At first glance, a straight razor can look very intimidating and powerful. If we are comparing shaving to sports, it would be the razor for the major leagues. Over decades, shaving with a straight razor has become associated with a luxurious experience typically administered by a professional barber, not home.
However, learning how to use a straight razor can be a game-changer for men of color. Besides providing a more precise shave, shaving with a straight razor can drastically decrease the number of ingrown hairs, and nicks men of color typically suffer from traditional razors.

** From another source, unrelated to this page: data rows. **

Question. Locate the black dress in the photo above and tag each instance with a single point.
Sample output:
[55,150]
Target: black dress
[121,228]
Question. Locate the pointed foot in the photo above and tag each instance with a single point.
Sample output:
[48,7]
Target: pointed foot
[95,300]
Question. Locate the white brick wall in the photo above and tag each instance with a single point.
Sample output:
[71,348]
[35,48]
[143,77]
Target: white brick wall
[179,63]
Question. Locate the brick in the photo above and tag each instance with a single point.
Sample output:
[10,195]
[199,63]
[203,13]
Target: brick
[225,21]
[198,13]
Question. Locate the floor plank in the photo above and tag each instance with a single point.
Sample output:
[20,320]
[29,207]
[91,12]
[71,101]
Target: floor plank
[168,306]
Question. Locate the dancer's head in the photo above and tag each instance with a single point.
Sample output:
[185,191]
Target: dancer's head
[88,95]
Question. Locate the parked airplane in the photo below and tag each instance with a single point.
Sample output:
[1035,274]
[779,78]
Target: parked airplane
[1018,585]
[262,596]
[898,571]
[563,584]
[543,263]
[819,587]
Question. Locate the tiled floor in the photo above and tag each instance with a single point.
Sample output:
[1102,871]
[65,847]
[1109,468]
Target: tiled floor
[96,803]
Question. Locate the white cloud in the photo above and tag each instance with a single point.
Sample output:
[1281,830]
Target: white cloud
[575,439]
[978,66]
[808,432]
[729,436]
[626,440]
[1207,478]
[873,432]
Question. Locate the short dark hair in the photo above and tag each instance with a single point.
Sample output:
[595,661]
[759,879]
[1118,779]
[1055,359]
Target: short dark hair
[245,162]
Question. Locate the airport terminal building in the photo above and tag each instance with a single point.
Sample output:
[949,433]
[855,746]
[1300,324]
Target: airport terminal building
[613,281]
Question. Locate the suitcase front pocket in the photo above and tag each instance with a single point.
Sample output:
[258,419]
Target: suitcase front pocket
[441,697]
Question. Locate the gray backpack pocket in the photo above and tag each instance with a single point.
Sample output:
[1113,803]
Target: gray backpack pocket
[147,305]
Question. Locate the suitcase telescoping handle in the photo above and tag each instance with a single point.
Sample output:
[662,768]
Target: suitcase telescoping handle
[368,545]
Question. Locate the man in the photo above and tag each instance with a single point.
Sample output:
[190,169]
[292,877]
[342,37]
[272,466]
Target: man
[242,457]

The 411 of Using a Straight Razor
When looking to pick a razor, it's essential to keep two things in mind. First, pick a weight that works best for you. A heavy razor will require less pressure, while a lightweight razor will require more pressure. So, it's vital to pick a weight that you feel most comfortable using.

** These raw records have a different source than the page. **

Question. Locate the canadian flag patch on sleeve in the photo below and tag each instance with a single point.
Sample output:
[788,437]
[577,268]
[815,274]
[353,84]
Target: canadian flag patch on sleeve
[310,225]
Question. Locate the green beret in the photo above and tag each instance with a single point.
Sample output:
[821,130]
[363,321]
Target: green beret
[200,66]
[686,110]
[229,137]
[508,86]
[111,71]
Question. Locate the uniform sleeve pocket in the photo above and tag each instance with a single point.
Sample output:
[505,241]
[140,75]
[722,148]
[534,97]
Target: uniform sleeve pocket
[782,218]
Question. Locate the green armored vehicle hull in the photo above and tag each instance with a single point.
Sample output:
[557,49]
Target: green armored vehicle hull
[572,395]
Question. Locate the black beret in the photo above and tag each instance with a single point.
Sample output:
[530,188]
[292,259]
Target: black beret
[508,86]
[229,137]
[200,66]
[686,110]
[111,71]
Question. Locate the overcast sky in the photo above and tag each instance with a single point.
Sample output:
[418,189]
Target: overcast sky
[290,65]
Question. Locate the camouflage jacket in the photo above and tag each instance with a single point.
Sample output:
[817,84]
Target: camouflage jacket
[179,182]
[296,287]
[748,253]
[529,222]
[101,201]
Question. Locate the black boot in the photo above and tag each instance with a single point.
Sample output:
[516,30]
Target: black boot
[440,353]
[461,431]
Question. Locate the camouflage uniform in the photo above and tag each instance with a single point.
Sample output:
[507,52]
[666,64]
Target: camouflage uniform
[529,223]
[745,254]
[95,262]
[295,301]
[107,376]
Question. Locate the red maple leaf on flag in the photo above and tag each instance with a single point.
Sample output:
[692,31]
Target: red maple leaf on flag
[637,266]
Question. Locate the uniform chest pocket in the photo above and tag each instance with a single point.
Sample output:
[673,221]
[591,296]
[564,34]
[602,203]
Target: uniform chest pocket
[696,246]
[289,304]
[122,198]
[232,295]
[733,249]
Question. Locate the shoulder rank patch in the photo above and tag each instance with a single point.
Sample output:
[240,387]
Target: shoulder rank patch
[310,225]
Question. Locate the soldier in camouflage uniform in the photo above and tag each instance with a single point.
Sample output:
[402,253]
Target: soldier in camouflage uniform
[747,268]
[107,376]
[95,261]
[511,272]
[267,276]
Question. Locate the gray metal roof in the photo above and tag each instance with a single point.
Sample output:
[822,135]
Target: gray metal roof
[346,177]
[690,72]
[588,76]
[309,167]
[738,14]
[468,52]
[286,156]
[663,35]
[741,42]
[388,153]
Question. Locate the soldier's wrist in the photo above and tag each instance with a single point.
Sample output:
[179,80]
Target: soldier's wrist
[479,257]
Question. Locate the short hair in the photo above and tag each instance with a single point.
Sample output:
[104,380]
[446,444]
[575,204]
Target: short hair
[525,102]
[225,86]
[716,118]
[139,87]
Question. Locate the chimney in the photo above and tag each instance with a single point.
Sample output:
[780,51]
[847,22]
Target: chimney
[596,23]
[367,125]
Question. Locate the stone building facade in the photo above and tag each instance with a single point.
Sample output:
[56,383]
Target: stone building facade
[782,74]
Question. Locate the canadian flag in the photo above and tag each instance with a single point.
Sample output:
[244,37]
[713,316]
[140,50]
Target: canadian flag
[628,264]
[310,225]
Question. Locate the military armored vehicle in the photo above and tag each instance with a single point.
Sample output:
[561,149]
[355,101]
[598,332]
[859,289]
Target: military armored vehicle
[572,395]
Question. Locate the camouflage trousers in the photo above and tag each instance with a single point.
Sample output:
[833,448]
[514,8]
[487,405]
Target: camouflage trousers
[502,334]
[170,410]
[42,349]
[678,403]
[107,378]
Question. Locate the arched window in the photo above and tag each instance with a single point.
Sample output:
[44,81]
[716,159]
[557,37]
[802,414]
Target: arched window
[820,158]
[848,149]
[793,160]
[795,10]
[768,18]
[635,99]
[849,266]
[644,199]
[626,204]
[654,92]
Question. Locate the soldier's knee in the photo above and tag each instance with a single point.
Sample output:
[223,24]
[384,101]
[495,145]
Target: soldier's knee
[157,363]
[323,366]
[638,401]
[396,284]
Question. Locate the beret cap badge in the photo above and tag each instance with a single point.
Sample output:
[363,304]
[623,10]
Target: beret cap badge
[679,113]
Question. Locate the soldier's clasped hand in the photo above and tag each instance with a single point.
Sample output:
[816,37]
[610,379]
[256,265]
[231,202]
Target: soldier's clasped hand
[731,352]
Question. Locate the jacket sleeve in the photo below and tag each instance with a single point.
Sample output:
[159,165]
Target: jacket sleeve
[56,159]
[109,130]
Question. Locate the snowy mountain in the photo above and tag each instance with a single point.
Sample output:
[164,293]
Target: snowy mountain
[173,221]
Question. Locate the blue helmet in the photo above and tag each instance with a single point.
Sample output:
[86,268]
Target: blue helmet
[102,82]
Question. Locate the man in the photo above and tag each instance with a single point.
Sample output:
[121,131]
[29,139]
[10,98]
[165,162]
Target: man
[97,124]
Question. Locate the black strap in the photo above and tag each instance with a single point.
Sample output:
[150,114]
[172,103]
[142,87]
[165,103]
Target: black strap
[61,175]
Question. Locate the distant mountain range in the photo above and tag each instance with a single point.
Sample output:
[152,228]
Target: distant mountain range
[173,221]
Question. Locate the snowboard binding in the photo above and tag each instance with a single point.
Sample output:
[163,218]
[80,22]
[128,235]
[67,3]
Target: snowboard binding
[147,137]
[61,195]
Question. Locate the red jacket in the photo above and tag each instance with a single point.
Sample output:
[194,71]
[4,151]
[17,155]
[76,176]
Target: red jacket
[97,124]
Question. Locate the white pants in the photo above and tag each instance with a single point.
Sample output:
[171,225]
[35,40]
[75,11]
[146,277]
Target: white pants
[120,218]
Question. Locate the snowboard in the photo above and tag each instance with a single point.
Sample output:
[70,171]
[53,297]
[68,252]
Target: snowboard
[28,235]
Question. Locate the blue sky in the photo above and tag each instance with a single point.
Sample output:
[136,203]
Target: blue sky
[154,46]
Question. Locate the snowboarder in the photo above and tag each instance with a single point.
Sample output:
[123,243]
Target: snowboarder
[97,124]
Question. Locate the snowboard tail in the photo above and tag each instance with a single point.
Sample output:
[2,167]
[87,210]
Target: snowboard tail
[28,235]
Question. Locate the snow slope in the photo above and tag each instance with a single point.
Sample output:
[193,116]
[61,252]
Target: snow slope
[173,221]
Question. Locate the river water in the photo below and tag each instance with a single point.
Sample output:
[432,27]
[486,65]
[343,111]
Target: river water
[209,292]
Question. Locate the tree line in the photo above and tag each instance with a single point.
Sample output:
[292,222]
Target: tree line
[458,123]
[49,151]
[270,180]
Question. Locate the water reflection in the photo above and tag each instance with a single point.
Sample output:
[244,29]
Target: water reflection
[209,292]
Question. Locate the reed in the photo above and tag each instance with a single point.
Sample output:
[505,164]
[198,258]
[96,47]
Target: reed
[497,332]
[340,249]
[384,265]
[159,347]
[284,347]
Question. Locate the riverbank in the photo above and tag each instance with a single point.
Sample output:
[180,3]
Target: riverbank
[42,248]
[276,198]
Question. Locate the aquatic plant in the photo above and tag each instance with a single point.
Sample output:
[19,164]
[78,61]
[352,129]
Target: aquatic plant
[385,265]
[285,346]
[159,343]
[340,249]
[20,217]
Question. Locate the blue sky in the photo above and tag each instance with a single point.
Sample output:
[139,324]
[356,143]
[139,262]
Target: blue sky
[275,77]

Once you've found a razor you're comfortable with, you're going to want to prepare the skin before you start shaving. You can take a hot shower before you shave or rinse your face with warm water. After that, you'll apply some pre-shave oil to condition the skin and followed up with your favorite shaving cream or gel.

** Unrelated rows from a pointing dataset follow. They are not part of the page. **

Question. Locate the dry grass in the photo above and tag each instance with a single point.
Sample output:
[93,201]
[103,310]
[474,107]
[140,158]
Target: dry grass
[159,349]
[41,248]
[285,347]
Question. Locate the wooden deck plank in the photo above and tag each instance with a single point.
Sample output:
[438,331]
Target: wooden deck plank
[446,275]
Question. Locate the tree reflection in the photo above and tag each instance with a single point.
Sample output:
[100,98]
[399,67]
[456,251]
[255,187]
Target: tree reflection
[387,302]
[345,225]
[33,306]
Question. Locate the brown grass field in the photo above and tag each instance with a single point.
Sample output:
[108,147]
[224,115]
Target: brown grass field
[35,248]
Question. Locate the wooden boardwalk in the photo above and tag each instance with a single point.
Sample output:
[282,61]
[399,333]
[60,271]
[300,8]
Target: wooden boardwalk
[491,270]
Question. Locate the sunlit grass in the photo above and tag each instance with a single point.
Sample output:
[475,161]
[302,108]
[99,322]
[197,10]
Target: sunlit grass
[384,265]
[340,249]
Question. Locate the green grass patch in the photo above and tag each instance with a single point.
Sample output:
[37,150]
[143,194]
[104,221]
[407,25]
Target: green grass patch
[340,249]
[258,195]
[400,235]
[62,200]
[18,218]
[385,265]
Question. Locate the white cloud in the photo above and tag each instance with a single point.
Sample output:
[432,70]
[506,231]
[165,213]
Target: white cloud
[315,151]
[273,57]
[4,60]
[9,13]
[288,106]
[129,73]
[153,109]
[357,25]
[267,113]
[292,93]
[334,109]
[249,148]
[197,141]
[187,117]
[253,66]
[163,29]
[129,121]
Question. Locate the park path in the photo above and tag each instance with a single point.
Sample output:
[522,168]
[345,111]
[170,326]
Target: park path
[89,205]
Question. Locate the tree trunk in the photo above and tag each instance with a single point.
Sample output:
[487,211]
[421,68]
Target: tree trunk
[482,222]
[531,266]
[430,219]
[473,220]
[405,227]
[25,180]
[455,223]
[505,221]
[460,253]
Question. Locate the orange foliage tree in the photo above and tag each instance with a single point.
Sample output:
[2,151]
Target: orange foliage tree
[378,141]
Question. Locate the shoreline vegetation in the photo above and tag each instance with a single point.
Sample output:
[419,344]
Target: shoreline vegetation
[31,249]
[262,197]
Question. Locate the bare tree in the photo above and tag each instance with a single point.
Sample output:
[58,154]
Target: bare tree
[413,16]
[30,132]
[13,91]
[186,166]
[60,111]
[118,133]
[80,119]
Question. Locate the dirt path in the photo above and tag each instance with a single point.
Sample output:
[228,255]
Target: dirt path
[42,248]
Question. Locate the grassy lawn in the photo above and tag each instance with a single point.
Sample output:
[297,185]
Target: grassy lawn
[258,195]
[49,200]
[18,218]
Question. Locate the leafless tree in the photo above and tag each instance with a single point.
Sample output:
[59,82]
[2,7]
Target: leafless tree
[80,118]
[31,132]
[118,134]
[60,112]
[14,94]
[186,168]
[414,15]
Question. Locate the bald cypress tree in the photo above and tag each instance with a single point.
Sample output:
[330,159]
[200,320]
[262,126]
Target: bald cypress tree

To achieve a precise shave, you must have a great hold. It would be best if you aimed to hold the razor at a 30-degree angle. If you hold the razor less than that, you'll tear the stubble, and if it's more than 30-degrees, you'll tear the skin. Maintain a firm grip at all times and use your other hand to pull the skin. You should pick one side of the face to start the top of the face and work your way down with a downward stroke. When shaving your neck and lips, you'll want to tighten your skin as much as possible to avoid cuts. These areas tend to give people the most anxiety, even when performed by professionals.
Once you've finished your shave, you're going to want to treat your skin. Rise your face with cold water to close your skin's pores, pat dry, and use a post-shaving balm and a hydrating and repairing moisturizer to help ritualize your skin and prevent any irritation. Lastly, a reminder to rinse off and dry your blade with a soft cloth rag. You'll want to keep your blade in a dry area away from any of the moisture of the shower to help prevent rusting.
Take Your Time
Shaving with a straight razor is a craft, and just like with any craft, it will take time to effect. Hands down, your first few shaves might take a while, but the better you get, the more efficient you'll be. You'll begin to learn your face and gain tips and tricks to shave everything better.